La nationaliste et ancien militaire Ollanta Humala devient jeudi président du Pérou, avec pour défi majeur les énormes attentes sociales dans ce pays andin, un champion d'Amérique latine en matière de croissance, mais aussi d'inégalités.

Premier président de gauche en 36 ans, Humala s'est déjà évertué à dissiper les craintes d'un socialisme radical et autoritaire sur le mode du Venezuela d'Hugo Chavez, dont il fut jadis l'émule. L'inspiration avouée aujourd'hui est une gauche gestionnaire et pragmatique, façon Lula.

«Le Brésil est un modèle de succès, combinant stabilité macro-économique, croissance et intégration sociale». Humala a ainsi dessiné plusieurs fois sa feuille de route, y compris depuis le Brésil de Dilma Rousseff, premier pays qu'il visita peu après son élection le 5 juin.

En succédant à Alan Garcia (centre-droit), Ollanta Moisés Humala Tassio, 49 ans, hérite d'une économie dynamique, puissance minière (argent, cuivre, or) qui a renoué avec sa croissance record de la décennie 2000: +8,05% sur les cinq premiers mois de 2011, et +6,6% prévus pour 2011 selon le FMI, ce qui ferait du pays le premier de la classe sud-américaine.

Mais le Pérou du président Humala, surtout le Pérou de l'intérieur, andin, rural et sous-développé (jusqu'à 60% de pauvreté dans les provinces andines), est aussi une poudrière sociale: 217 conflits en juin, selon l'observatoire du Médiateur du peuple, avec des violences dans 50% des cas.

Lors d'une de ces éruptions fin juin, cinq personnes avaient été tuées et une trentaine blessées, dans la mobilisation contre un projet de mine d'argent dans la région de Puno (sud-est) et du lac Titicaca.

Les prochains de ces conflits, qui mêlent souvent un aspect environnemental (autour d'un projet minier) et des revendications de retombées économiques locales, seront les premières «épreuves de feu» du président Humala, analyse le politologue David Sulmont, de l'Université catholique de Lima.

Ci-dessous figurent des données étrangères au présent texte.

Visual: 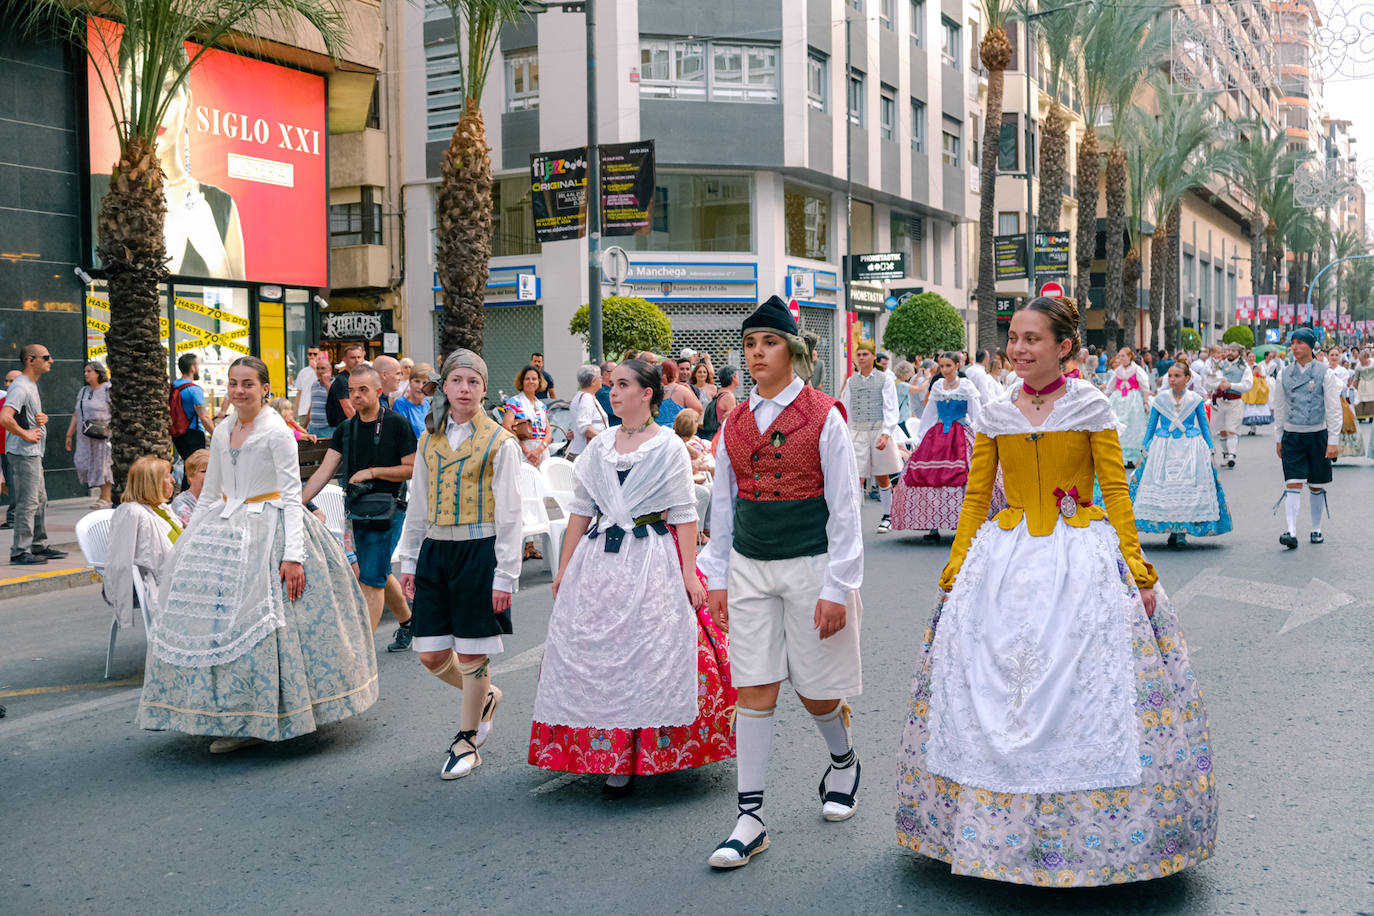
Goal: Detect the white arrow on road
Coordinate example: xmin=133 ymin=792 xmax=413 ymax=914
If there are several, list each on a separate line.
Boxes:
xmin=1170 ymin=567 xmax=1355 ymax=634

La gestion de certaines promesses, comme une taxe sur les «surprofits» des grands groupes miniers, ou le bond prévu d'un salaire minimum parmi les plus bas du continent à 600 soles (204$), seront d'autres virages délicats.

Aussi, c'est les marchés qu'Humala a choisi de rassurer avant tout, lors de la transition depuis un mois et dans le choix de son équipe.

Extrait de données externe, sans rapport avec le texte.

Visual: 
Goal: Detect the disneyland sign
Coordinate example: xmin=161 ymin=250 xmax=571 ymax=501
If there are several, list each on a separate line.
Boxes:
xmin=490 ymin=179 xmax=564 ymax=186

Le président de la Banque centrale, l'économiste libéral Julio Velarde, a ainsi été reconduit. Un vice-ministre de l'Économie du gouvernement sortant, Miguel Castilla, a lui aussi été conservé, et même promu ministre de l'Économie.

«Humala s'inscrit dans la voie adoptée par le Brésil et l'Uruguay, où l'élection se gagne à gauche, mais le pays se gouverne au centre», analyse le politologue Aldo Panfichi, qui souligne «la perte de force du modèle chaviste» dans la gauche sud-américaine, à la mesure des déboires du Venezuela.

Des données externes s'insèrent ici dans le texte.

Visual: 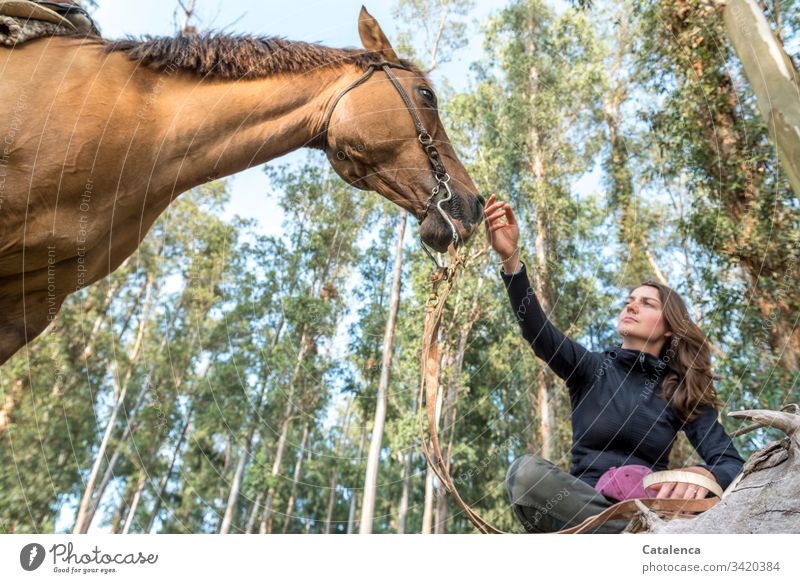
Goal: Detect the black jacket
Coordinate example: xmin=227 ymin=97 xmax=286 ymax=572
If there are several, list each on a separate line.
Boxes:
xmin=502 ymin=262 xmax=744 ymax=490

Si la continuité macro-économique se confirme, le mandat d'Humala, un métis (quechua) devrait néanmoins voir quelques «premières» d'ouverture sociale ou ethnique, dans le pays de 28 millions d'habitants, où l'élite blanche, de Lima et de la côte, a historiquement monopolisé le pouvoir économique et politique.

Ainsi pour la première fois, une représentante de la minorité noire afro-péruvienne, la chanteuse Susana Baca, entre au gouvernement (ministère de la Culture). Pour la première fois, un indien d'Amazonie, l'awajun Eduardo Nayap, siègera au Parlement, sous l'étiquette du parti «Gana Peru» d'Humala.